What Your HSA Cannot Cover
The key rule is that an expense must treat or prevent a specific medical condition. Items that are “merely beneficial to general health” don’t qualify. That means general-purpose vitamins and supplements are out unless a doctor prescribes them for a diagnosed deficiency. Gym memberships, cosmetic procedures (like teeth whitening or elective plastic surgery), and vacations don’t qualify, even if they make you feel healthier.
If you use your HSA card for a non-qualified expense, you’ll owe income tax on that amount plus a 20% penalty. After age 65, the penalty drops away, but you still owe income tax on non-medical withdrawals, effectively making your HSA work like a traditional retirement account at that point.
Travel for Medical Care
When you need to travel for treatment, your HSA covers transportation costs. You can reimburse yourself for mileage driven to and from medical appointments, parking fees, tolls, and bus or train fares. If your treatment requires an overnight stay away from home, lodging expenses qualify up to $50 per night per person. Meals during medical travel are not covered.
This applies to any legitimate medical trip, whether you’re driving across town to a specialist or flying to another city for a procedure not available locally. The travel must be primarily for medical care, not a trip that happens to include a doctor visit.

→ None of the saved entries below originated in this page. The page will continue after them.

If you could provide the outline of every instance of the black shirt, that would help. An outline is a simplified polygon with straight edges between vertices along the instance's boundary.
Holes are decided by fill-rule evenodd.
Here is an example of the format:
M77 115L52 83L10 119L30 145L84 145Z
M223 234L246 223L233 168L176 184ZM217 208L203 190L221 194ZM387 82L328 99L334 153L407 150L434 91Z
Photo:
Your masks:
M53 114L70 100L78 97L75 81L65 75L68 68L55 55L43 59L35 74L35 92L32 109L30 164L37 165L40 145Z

Paying for Your Family’s Expenses
Your HSA funds aren’t limited to your own medical bills. You can use your card to pay for qualified expenses for your spouse and any dependents you claim on your tax return. Your family members don’t need to be covered under your health insurance plan for this to apply.
The rules extend even further in some family situations. If you could have claimed someone as a dependent except for certain technicalities (they filed a joint return, earned too much income, or you yourself are claimed as a dependent on someone else’s return), their medical expenses still qualify. For divorced or separated parents, a child is treated as the dependent of both parents for HSA purposes, regardless of which parent claims the exemption.
Keeping Your Records Straight
The IRS doesn’t require you to submit receipts with your tax return, but you should keep them anyway. If you’re ever audited, you’ll need to prove each HSA withdrawal went toward a qualified expense. Save receipts that show the date of service, the provider or retailer, the amount paid, and a description of what was purchased or the service performed.
A useful strategy: save every receipt digitally in a folder organized by year. There’s no time limit on when you reimburse yourself from your HSA. You can pay out of pocket today, let your HSA balance grow tax-free, and reimburse yourself years later as long as you have the receipt and the expense occurred after your HSA was established.